In other words, is it necessary to synchronise a function which has read only access to class variables?
- const modifier is wrong on static function.
- You probably should use mutex if different threads have access to same date.
Function that use only its parameters is thread-safe.
- At my point, you don't need to use mutex in you ex;
- You don'y modify the result param, so better type is "const QString &"
- pointer to QMutex is extra for me. I'd make it just an object.
If your function accesses shared data, you must protect if with a mutex. If it doesn't access shared data, then you don't have to. See http://qt-project.org/doc/qt-5/threads-synchronizing.html
Why do you use "QMutex*" instead of a "QMutex"?
- Thanks for your advice. I did not know that.
- In my case the threads have read only access to the class variables. Should I use QMutex?
- Updated the question, it was incorrect previously.
- I did for cache optimisation.
bq. If your function accesses shared data, you must protect it with a mutex.

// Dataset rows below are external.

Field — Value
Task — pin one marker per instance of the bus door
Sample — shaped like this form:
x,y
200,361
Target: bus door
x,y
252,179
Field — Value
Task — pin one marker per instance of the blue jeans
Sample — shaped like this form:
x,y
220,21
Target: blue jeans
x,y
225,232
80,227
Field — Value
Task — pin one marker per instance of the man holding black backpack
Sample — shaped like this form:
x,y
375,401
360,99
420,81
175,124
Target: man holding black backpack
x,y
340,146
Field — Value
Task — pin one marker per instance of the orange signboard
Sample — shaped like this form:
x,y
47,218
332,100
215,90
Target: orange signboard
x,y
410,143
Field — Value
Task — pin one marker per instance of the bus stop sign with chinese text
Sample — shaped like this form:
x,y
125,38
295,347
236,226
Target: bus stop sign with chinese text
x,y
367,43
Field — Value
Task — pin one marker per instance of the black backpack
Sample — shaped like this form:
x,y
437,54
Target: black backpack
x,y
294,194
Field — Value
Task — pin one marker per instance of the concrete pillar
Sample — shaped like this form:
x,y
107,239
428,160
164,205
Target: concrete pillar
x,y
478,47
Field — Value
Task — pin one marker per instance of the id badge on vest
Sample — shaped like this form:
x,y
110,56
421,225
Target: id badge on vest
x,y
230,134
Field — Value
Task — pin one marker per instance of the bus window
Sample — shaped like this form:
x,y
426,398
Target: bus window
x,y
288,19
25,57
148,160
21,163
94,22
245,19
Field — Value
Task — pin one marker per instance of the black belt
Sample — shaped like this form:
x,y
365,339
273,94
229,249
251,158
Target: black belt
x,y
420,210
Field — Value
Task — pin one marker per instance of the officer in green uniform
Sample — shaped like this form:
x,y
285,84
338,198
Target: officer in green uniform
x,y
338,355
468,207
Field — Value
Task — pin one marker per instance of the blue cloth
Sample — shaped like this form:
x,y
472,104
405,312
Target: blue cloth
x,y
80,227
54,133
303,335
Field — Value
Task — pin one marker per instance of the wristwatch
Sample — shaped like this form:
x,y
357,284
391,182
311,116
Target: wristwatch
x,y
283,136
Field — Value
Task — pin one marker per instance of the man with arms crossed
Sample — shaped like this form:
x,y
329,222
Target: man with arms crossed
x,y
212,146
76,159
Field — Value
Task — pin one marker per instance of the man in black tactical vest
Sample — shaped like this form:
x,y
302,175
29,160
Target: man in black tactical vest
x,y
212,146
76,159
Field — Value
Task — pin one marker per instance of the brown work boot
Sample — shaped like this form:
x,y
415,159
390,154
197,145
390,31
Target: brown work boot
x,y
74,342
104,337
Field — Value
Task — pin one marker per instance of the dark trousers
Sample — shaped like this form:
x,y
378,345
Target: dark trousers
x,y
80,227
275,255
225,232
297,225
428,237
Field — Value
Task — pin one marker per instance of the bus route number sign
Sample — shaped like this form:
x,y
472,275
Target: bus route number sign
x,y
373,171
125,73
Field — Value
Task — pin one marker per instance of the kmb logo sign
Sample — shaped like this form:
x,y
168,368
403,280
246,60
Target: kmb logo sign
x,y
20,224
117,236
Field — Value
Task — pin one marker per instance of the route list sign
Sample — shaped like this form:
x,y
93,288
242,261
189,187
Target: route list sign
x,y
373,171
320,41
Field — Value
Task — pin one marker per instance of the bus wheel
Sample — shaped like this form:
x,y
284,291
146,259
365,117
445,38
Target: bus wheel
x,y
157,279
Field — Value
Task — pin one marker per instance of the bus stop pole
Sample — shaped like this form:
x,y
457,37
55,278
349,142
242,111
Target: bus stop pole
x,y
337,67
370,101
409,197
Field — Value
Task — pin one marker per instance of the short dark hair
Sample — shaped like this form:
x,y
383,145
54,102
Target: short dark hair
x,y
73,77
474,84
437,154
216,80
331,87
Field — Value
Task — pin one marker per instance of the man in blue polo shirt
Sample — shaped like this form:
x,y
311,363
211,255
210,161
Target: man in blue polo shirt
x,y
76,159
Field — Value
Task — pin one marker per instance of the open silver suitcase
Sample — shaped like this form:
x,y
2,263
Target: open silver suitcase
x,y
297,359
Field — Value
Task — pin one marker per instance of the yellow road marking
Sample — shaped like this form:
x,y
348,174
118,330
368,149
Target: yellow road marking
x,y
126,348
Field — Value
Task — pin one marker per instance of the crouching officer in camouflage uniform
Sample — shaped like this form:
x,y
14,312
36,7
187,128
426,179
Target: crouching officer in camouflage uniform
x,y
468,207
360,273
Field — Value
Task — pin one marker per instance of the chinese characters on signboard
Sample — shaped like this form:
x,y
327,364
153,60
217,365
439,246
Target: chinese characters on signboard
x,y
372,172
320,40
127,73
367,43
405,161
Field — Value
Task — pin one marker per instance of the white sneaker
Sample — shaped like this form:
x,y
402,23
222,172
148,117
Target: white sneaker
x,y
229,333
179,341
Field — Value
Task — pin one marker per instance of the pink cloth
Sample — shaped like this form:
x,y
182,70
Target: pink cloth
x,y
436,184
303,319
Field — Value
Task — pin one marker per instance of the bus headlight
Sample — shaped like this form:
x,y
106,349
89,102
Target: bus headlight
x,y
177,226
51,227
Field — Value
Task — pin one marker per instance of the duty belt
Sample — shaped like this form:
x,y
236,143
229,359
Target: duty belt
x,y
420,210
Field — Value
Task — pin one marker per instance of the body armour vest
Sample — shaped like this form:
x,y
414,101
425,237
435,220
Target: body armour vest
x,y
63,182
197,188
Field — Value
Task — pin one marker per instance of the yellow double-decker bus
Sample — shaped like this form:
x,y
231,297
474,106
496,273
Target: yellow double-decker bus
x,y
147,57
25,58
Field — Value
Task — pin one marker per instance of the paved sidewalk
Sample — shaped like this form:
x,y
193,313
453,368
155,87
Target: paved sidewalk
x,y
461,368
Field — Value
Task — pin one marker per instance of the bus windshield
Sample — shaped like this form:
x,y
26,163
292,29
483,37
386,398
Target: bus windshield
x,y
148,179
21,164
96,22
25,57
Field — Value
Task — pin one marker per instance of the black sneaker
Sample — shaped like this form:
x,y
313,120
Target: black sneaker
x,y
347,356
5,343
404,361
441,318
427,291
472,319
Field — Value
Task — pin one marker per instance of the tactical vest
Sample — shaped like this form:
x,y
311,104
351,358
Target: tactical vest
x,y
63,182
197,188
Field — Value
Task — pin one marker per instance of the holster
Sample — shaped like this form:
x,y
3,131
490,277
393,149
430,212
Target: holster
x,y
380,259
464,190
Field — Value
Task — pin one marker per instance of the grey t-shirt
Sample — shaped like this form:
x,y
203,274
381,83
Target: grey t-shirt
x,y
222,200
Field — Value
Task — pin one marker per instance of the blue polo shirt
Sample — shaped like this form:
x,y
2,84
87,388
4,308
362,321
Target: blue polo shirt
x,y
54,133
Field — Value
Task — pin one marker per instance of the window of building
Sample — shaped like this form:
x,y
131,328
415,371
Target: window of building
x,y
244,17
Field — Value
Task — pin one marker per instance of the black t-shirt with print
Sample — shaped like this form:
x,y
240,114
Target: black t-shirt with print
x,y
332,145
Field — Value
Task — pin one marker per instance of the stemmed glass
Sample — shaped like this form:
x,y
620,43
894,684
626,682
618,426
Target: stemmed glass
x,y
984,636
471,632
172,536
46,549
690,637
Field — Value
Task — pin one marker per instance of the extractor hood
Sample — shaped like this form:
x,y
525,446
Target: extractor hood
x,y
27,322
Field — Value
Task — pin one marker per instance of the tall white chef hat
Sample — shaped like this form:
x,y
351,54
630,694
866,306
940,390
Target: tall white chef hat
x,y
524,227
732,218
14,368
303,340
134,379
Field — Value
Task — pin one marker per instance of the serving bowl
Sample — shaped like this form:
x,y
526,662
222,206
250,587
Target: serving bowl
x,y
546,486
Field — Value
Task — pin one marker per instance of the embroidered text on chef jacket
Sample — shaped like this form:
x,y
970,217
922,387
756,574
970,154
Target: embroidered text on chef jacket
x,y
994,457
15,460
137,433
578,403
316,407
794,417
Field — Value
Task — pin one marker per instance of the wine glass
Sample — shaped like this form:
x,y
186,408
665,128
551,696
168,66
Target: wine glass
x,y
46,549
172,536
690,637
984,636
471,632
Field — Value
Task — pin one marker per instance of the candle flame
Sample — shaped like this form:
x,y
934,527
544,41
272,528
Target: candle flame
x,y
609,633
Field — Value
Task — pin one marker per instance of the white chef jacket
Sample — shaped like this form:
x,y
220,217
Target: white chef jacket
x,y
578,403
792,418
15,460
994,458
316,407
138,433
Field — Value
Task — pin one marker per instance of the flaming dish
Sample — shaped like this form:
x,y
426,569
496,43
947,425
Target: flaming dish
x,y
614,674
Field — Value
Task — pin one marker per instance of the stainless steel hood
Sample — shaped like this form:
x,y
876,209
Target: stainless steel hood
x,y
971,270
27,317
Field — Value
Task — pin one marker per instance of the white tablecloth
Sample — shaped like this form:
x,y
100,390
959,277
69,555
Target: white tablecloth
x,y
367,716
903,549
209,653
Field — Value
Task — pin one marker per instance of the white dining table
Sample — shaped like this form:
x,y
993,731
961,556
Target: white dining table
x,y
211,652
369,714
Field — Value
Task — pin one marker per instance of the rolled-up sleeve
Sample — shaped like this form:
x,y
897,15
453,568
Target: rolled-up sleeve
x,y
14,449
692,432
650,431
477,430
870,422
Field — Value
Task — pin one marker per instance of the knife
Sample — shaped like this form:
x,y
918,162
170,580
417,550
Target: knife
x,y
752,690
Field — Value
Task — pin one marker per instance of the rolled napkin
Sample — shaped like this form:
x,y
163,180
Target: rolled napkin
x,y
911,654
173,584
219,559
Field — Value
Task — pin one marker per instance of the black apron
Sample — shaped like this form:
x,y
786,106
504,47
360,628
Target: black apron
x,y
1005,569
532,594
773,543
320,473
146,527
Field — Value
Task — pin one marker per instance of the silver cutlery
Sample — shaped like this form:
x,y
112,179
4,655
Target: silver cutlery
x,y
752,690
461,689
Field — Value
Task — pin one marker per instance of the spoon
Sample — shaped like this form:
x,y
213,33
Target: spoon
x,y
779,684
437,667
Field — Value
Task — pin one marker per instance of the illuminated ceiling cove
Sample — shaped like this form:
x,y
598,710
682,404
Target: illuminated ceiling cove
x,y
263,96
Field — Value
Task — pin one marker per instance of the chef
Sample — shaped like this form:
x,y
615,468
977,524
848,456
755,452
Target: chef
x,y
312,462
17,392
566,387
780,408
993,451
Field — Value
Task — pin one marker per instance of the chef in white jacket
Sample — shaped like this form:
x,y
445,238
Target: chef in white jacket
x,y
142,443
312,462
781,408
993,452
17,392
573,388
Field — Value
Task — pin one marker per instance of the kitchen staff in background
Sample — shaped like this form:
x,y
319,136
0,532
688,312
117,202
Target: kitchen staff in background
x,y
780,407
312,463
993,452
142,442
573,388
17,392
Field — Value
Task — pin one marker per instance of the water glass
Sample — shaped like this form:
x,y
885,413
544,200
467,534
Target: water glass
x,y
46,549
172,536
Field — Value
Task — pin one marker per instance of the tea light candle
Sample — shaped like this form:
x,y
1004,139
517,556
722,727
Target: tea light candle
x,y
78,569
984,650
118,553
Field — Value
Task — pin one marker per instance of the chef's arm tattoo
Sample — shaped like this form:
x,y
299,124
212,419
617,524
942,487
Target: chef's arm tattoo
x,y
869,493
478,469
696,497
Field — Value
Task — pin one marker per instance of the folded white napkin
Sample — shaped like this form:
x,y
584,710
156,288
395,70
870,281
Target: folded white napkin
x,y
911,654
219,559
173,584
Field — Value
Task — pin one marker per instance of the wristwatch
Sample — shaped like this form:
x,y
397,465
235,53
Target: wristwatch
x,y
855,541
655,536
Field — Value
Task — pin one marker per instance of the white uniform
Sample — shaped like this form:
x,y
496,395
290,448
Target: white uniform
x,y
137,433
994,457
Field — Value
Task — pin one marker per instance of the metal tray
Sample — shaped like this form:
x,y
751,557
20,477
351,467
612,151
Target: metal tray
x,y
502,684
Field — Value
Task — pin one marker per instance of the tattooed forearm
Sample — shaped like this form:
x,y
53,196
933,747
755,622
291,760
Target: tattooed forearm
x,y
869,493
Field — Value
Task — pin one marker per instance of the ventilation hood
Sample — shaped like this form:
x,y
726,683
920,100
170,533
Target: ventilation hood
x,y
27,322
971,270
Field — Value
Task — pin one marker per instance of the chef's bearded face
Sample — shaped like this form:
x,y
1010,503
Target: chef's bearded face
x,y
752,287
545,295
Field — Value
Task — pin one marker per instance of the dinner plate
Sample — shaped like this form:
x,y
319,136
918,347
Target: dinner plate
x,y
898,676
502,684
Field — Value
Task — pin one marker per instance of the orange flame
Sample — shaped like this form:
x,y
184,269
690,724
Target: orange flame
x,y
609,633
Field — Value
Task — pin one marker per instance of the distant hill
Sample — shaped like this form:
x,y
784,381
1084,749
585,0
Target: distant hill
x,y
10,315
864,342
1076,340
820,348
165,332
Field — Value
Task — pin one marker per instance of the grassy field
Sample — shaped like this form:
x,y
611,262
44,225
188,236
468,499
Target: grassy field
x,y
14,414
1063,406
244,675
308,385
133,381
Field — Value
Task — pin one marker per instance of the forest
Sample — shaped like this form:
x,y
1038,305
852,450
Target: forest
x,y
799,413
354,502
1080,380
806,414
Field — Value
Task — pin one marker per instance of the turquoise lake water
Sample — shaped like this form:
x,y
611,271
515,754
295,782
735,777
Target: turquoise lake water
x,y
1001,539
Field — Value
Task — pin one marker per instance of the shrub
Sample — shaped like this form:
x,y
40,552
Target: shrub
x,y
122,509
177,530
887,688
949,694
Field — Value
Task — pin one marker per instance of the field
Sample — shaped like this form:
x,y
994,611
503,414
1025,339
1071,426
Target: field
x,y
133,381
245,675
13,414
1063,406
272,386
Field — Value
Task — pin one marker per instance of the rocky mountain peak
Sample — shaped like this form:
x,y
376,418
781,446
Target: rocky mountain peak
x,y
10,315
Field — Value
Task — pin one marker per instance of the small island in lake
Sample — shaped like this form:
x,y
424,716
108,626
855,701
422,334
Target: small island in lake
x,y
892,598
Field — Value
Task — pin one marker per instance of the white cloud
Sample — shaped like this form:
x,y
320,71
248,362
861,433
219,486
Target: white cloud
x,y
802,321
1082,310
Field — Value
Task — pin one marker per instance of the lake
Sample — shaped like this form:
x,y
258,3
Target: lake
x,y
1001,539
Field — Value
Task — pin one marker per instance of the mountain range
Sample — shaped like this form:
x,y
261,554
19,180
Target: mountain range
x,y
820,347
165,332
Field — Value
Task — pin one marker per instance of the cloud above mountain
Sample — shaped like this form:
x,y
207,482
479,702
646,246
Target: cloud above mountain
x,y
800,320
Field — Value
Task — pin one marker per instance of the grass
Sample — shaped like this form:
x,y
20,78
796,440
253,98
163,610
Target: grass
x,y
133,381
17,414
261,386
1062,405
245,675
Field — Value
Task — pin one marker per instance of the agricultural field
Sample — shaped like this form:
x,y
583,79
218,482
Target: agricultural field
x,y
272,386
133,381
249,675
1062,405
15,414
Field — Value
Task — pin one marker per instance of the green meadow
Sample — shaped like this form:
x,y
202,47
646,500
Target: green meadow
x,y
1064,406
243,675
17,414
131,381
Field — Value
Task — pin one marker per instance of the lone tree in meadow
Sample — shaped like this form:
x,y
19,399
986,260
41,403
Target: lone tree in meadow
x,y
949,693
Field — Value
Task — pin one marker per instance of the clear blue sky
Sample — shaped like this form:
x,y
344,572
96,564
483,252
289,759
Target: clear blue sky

While the doc you linked says
bq. When a piece of data is not being written to, it is safe for multiple threads to read from it simultaneously.
Is it not conflicting your statement.
BTW thanks for that link, it cleared many doubts that I had.
My last post was oversimplified. Please change "If your function ACCESSES shared data" to "If your function WRITES TO shared data" and "If your function READS shared data THAT MIGHT BE UPDATED".
If your function only reads the data, and the data never changes, then you don't have to lock a mutex.
Anyway, you're welcome; I'm glad to hear that you've learnt new things. Happy coding!